Posted by Stacey, a resident of the Amberwood/Wood Meadows neighborhood, on Jan 10, 2009 at 8:35 am
What is shameful appears to be the lack of critical thinking on this issue. Several posters here seem to be working on the assumption that throwing money at a problem is the way to solve it. I invite them to send their next paycheck to our State legislature.
PE teachers prevent obesity? PE teachers do not purchase all the Nintendo DSes or iPods or junk food for the kids. It is shameful that parents think somehow teachers are going to fill in the holes the parents dug.
Posted by Stacey, a resident of the Amberwood/Wood Meadows neighborhood, on Jan 10, 2009 at 5:49 pm
Looks like this discussion is devolving. It is unfortunate that this budget issue has to get conflated with perceived personal characteristics of staff.
Posted by Stacey, a resident of the Amberwood/Wood Meadows neighborhood, on Jan 12, 2009 at 11:54 am
It would be interesting to have the data detailing the number of school districts across the country with PE teachers for elementary school vs. those which don't and the obesity rates in children in those districts. LOL!
Posted by Stacey, a resident of the Amberwood/Wood Meadows neighborhood, on Jan 12, 2009 at 12:55 pm
"I won't back off my claim on home values"
"Which Measures of School Quality Does the Housing Market Value?" Web Link
"The results suggest that the housing market values proficiency test passage rates but not value added by a school district. Therefore, it may be that parents do not choose schooling based on which school districts are best able to improve students' academic achievement; instead, they appear to choose school systems based on peer group effects"
Note that housing values are based upon a public's perception (or misconception) of what constitutes a "quality school", namely test scores, rather than in the quality of teaching as measured by how the students improve (the value-added measurement). Also found this Web Link "If you look at raw data (I have WA State at hand -- the supposedly "43rd" ranked state in the nation when it comes to funding), you'll see that there is precious little difference, if any, between academic achievement in districts that allocate more money to education than those that can allocate less." I wish I knew what this person was looking at.

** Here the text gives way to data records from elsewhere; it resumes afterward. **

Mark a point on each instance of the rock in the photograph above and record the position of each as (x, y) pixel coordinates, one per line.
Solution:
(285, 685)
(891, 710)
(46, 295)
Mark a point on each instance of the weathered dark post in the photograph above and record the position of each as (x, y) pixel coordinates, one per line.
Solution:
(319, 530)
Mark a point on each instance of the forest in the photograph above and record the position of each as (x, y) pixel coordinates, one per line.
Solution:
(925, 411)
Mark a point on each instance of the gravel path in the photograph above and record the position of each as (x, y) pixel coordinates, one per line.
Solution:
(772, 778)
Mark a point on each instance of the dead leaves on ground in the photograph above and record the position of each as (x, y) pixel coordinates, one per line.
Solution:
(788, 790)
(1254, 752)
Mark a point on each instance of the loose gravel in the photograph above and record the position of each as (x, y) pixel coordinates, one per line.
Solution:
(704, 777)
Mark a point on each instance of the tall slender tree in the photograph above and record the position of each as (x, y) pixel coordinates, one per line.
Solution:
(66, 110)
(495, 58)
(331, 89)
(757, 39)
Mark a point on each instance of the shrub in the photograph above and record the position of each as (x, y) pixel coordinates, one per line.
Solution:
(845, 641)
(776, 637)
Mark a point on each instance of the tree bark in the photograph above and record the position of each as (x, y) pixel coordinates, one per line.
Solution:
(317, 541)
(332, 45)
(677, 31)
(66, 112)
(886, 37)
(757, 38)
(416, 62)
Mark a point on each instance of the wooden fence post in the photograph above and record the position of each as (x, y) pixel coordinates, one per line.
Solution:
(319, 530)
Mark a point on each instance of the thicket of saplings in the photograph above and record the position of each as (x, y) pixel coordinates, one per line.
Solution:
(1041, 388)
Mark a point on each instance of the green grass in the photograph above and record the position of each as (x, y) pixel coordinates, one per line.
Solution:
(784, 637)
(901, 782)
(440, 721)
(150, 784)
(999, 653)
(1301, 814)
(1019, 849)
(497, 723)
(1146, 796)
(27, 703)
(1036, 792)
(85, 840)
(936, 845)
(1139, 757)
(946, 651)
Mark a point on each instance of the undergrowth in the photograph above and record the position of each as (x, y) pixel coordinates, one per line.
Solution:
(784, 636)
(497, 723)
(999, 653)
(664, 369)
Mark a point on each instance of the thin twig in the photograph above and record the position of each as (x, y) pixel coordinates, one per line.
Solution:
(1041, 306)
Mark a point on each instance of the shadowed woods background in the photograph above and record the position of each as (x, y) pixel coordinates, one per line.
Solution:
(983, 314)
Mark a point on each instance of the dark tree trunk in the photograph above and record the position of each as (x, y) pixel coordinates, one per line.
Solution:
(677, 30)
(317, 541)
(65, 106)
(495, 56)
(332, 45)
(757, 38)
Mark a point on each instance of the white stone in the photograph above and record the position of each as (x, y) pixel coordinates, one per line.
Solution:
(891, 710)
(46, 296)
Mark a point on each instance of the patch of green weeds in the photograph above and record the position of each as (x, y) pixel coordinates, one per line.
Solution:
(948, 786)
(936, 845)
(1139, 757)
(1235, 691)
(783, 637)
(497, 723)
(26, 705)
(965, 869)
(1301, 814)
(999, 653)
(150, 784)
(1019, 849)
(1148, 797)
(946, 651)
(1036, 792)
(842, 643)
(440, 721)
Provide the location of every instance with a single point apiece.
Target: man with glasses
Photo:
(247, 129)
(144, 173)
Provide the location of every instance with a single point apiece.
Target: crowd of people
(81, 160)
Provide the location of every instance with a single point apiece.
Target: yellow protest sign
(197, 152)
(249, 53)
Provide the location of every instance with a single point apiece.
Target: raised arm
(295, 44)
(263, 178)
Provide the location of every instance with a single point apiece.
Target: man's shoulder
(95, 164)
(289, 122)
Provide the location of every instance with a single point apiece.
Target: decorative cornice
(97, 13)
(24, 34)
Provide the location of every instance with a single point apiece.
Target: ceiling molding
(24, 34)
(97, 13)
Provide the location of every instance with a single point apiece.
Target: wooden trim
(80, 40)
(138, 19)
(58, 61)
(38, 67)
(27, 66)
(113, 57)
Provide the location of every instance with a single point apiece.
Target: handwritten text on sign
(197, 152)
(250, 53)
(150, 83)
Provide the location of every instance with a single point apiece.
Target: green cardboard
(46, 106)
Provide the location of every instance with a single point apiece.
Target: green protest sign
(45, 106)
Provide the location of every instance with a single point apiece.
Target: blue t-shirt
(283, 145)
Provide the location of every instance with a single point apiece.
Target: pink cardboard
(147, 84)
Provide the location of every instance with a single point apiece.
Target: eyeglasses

Posted by Stacey, a resident of the Amberwood/Wood Meadows neighborhood, on Jan 14, 2009 at 1:58 pm
Posted by Stacey, a resident of the Amberwood/Wood Meadows neighborhood, on Jan 16, 2009 at 5:11 pm
BTW, proper cost benefit analysis DOES place a monetary value upon all those items that we think can't have one assigned. In order to include the cost of rising obesity rates, it would first have to be shown that PE in elementary school plays a role in that. Does it?